Sugestywna gra Colina Farrella sprawia, że sytuacja Stu zaczyna przejmować widza. Z jednej strony chcemy, aby bohatera spotkała kara za oszustwa, z drugiej strony trzymamy za niego kciuki, gdyż jest to przeciętny, zwykły człowiek. Taki jak my. Każdy z nas mógłby się znaleźć na jego miejscu. Farrell, ograniczony przez ciasną klatkę, gra głównie oczami. Jego twarz zdaje się być szczera i niewinna i Stu z czasem zaczyna budzić sympatię, choć wiemy doskonale, że jest krętaczem i kłamcą.
Poza grą Farrella atmosferę doskonale budują zdjęcia Matthew Libatique'a, który korzystał jednocześnie z czterech kamer. Jedna scena i cztery kąty widzenia sprawiają, że film jest pełen napięcia, mimo małej dynamiki i ilości ruchu w kadrze. Nerwowości dodają przede wszystkim ujęcia z kamery cyfrowej, która jest oczami Stu. Dzięki subiektom widz może utożsamić się z bohaterem i bardziej zaangażować w tę historię, która sama w sobie jest dość statyczna. Ne ma typowych dla kina akcji pościgów, bijatyk - a mimo to reżyserowi udało się zbudować trzymającą w napięciu historię, której zakończenia oczekujemy z niecierpliwością.

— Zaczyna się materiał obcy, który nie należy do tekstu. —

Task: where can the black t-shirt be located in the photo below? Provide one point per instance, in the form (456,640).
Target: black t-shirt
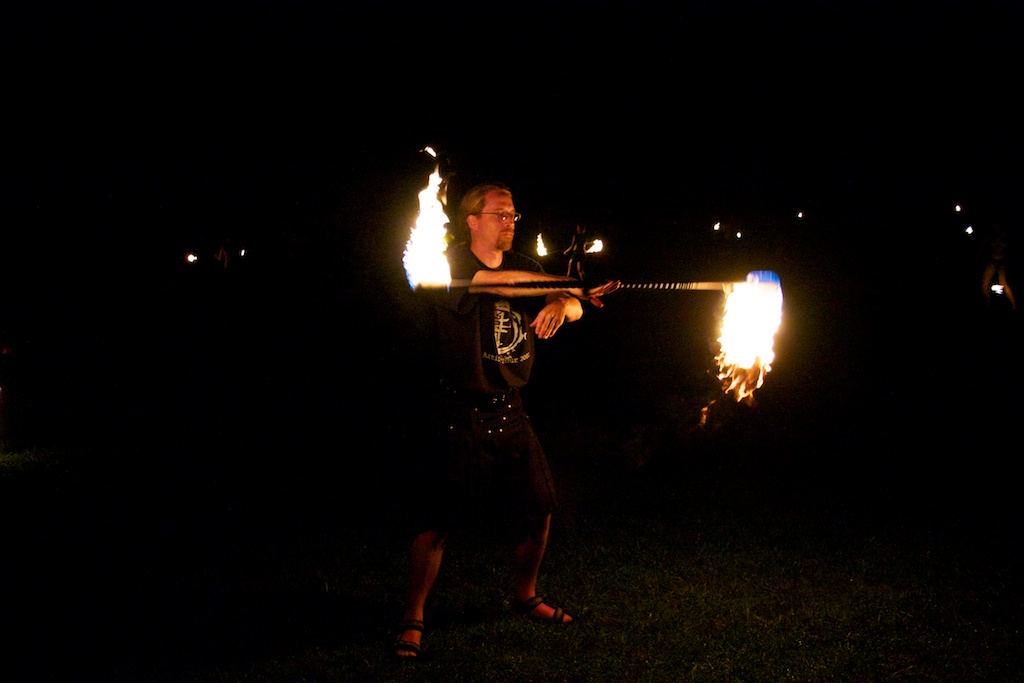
(485,342)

Telefon to znakomity od strony formalnej i dobrze zagrany film akcji. Nie jest to arcydzieło, ani kino ambitne, ale bardzo dobrze się ogląda. Polecam wielbicielom tego rodzaju obrazów i fankom Colina Farrella, który sprawi, że nawet w klimatyzowanej sali zrobi im się gorąco.